There's interesting commentary by the author on the old guard in baseball (the scouts) versus the new (the young Harvard stat geeks, many of whom got their start as fantasy or roto guys, and still are). The author tries to see if there is a balance between the two, while using whatever "inside information" he can gather to help him gain leverage and win his league.

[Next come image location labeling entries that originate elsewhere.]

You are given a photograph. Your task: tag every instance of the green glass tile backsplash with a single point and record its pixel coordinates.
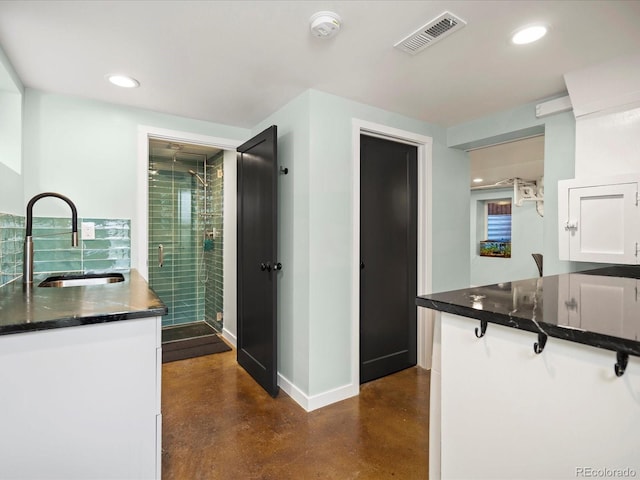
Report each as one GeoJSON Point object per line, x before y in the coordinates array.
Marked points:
{"type": "Point", "coordinates": [11, 241]}
{"type": "Point", "coordinates": [53, 253]}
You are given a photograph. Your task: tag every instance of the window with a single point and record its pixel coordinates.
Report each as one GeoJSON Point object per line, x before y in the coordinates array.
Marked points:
{"type": "Point", "coordinates": [498, 229]}
{"type": "Point", "coordinates": [499, 221]}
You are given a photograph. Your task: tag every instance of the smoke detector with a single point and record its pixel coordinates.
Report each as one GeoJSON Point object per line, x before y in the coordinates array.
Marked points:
{"type": "Point", "coordinates": [431, 32]}
{"type": "Point", "coordinates": [325, 24]}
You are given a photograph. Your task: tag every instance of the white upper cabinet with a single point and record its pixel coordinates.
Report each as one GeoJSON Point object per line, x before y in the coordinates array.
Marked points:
{"type": "Point", "coordinates": [599, 219]}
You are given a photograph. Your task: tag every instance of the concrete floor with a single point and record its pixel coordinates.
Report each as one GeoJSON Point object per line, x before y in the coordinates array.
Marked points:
{"type": "Point", "coordinates": [218, 424]}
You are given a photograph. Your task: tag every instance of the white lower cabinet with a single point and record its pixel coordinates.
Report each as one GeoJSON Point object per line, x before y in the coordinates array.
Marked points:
{"type": "Point", "coordinates": [599, 220]}
{"type": "Point", "coordinates": [82, 402]}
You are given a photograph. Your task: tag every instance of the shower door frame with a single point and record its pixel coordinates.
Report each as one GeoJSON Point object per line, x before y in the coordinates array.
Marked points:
{"type": "Point", "coordinates": [140, 233]}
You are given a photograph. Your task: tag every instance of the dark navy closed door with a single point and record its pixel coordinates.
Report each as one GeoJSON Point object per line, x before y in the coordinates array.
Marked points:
{"type": "Point", "coordinates": [388, 249]}
{"type": "Point", "coordinates": [257, 262]}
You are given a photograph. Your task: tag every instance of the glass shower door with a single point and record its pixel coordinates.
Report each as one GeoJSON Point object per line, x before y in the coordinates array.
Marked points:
{"type": "Point", "coordinates": [175, 240]}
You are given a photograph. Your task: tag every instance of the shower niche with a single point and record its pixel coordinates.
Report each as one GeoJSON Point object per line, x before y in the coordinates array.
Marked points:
{"type": "Point", "coordinates": [185, 253]}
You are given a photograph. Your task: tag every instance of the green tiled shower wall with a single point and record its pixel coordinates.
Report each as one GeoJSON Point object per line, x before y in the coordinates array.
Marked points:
{"type": "Point", "coordinates": [213, 256]}
{"type": "Point", "coordinates": [179, 226]}
{"type": "Point", "coordinates": [52, 251]}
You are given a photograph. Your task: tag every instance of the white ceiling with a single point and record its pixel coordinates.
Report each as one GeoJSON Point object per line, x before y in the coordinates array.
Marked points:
{"type": "Point", "coordinates": [236, 62]}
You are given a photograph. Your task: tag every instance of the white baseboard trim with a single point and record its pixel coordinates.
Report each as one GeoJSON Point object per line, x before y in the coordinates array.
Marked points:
{"type": "Point", "coordinates": [230, 337]}
{"type": "Point", "coordinates": [310, 403]}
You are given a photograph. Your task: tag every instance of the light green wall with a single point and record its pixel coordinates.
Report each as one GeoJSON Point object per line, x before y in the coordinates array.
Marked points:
{"type": "Point", "coordinates": [88, 151]}
{"type": "Point", "coordinates": [11, 181]}
{"type": "Point", "coordinates": [316, 205]}
{"type": "Point", "coordinates": [559, 155]}
{"type": "Point", "coordinates": [293, 123]}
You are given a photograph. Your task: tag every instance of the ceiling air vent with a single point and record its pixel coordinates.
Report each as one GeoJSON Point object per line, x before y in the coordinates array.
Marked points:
{"type": "Point", "coordinates": [428, 34]}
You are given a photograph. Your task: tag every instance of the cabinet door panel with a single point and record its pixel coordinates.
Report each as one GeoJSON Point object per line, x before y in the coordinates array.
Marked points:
{"type": "Point", "coordinates": [605, 227]}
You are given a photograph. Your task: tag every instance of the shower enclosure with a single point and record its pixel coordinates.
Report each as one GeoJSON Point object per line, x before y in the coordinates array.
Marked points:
{"type": "Point", "coordinates": [185, 231]}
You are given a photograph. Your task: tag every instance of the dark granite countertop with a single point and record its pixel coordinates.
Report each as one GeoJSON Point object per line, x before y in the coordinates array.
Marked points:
{"type": "Point", "coordinates": [598, 307]}
{"type": "Point", "coordinates": [43, 308]}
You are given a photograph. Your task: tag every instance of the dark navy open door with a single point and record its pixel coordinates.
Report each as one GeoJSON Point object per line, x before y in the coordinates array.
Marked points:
{"type": "Point", "coordinates": [257, 258]}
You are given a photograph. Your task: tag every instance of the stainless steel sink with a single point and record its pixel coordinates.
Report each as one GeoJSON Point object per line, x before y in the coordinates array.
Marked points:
{"type": "Point", "coordinates": [82, 280]}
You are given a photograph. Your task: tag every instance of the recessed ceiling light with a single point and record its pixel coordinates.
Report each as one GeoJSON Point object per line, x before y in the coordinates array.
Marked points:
{"type": "Point", "coordinates": [529, 34]}
{"type": "Point", "coordinates": [123, 81]}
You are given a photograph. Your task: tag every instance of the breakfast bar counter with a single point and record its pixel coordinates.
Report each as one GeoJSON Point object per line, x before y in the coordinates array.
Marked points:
{"type": "Point", "coordinates": [537, 378]}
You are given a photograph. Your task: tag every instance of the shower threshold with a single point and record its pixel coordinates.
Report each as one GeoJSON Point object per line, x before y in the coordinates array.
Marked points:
{"type": "Point", "coordinates": [186, 331]}
{"type": "Point", "coordinates": [190, 340]}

I only started reading the thing today, but so far I really dig it. It's really funny and well-written and I'd recommend it to baseball fans regardless of their opinion on the fantasy stuff.

A Boy Named Seo
Apr 30 2006 03:49 PM

I'm loving the crap out of Fantasyland. I haven't laughed out loud at a book ths much since "Confederacy of Dunces".

Ooo-wee!

Johnny Dickshot
May 01 2006 08:19 PM

Mean to get a copy soon. Sounds like fun.

A Boy Named Seo
May 11 2006 12:11 AM

Eh, this one kinda slowed down for me some, but still enjoyable. Curious what anybody else thinks.

PatchyFogg
May 26 2006 09:20 AM

I had Sam on the show last week. Something went wrong with the tape, so I can't post it. But, he was a great guest and I enjoyed the book. However, the money he laid out was nuts.

Johnny Dickshot
Mar 09 2007 08:35 AM

Started this as my 'commuting book' the other day. Pretty skillfully done so far, with the subtle funniness much better than the overt funniness.

Edgy MD
Mar 09 2007 09:20 AM

Part of my birthday bootie.

Johnny Dickshot
Apr 22 2007 08:53 PM

In the end I gave about as much a crap in Walker's fantasy league as I do in yours.

Vic Sage
Nov 12 2007 12:12 PM

i loved it

Vince Coleman Firecracker
Jun 24 2008 06:18 AM

I had fun reading it. I especially enjoyed when he started campaigning to get Jose Guillen more playing time, only to find out he was a complete dick.